Oh and most importantly, this walkthrough is for instructional purposes only, I accept no responsibility if this doesn’t work and corrupts your data. Backups and snapshots are your friends but no replacement for testing this time and time again before doing it for real.

Backup the Project Server 2010 source environment

To start with we need to back up your PS 2010 environment, ready to migrate it over to the target 2013 environment.

In SQL Server, choose to backup the four Project Server databases and the content database that holds the PWA site collection and Project workspaces. To do this, right click on the database name, choose Tasks and then Backup.

Backup Databases

Now in a real production migration scenario there are a number of other options you may need to consider, including outage notices, restricting users from accessing the system during the migration etc etc. I am not going to cover those here.
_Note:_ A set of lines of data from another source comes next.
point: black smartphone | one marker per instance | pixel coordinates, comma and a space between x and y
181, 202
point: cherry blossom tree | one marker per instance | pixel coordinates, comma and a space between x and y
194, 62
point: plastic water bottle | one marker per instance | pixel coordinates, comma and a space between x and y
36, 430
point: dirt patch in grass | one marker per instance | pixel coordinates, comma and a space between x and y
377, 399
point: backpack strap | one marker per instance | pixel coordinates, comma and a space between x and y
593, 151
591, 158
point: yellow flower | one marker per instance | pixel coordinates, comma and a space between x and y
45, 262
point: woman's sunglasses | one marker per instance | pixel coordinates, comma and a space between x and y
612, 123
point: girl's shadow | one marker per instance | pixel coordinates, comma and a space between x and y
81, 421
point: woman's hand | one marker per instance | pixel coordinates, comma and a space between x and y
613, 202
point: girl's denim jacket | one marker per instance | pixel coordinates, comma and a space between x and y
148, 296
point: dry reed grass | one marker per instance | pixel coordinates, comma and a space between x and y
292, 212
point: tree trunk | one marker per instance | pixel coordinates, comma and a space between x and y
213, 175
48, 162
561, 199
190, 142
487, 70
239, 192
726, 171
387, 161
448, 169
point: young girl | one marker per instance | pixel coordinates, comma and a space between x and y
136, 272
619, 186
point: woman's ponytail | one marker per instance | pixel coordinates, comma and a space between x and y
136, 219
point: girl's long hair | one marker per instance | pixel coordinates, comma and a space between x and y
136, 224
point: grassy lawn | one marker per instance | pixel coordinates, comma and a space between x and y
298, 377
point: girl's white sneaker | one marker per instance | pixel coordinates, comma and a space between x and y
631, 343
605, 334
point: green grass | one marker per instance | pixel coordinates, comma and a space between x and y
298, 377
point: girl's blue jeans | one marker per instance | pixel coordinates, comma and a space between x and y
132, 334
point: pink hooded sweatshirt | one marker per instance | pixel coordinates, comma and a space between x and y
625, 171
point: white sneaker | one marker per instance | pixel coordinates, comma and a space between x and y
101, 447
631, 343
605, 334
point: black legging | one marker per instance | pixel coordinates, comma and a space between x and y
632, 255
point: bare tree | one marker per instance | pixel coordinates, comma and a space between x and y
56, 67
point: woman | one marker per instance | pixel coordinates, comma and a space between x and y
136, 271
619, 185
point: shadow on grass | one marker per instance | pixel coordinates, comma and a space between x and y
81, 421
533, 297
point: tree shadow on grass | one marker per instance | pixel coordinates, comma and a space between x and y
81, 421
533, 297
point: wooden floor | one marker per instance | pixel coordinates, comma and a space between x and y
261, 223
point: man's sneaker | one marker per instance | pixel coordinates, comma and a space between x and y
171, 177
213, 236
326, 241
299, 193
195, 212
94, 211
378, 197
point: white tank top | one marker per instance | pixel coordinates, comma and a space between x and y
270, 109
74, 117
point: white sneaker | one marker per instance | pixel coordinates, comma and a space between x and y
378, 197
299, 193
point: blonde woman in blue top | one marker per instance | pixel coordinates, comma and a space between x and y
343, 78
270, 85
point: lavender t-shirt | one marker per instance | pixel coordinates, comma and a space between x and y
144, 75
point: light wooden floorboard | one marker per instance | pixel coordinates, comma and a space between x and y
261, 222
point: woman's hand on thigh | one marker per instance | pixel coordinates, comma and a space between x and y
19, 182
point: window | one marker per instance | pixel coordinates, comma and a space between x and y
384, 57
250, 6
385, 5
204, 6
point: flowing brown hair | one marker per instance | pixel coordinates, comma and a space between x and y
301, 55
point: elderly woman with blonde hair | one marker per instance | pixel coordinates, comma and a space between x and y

This is just to give you a broad walk through of the process.

Restore the databases to the Project Server 2013 target environment

Restore the five databases backed up previously to the Project Server 2013 database server using the following method:

Right Click on the Database node and click on Restore Database…

Restore Database

Choose Device (1), select the location where the database backup files are located (2), add the backup device (3), click ok (4) and ok (5) again to commence the restore.

Restore Database - Devices

Repeat the above for each of the databases to be restored.

Once the files have been restored, ensure the databases have the correct permissions to allow the upgrade process to be performed, in my case this was granting my setup account access db_owner access.

Set Database Permissions

On the target farm, open up a SharePoint Management Shell in Administrator mode (ensure you have logged onto an account with sufficient privileges to perform the upgrade).

Test and Mount the SharePoint content database

The first step in the migration process is to mount the SharePoint content which includes the PWA site content, the Project Detail Pages, and Project Workspaces that were created under the PWA site and any custom lists or libraries you may have added.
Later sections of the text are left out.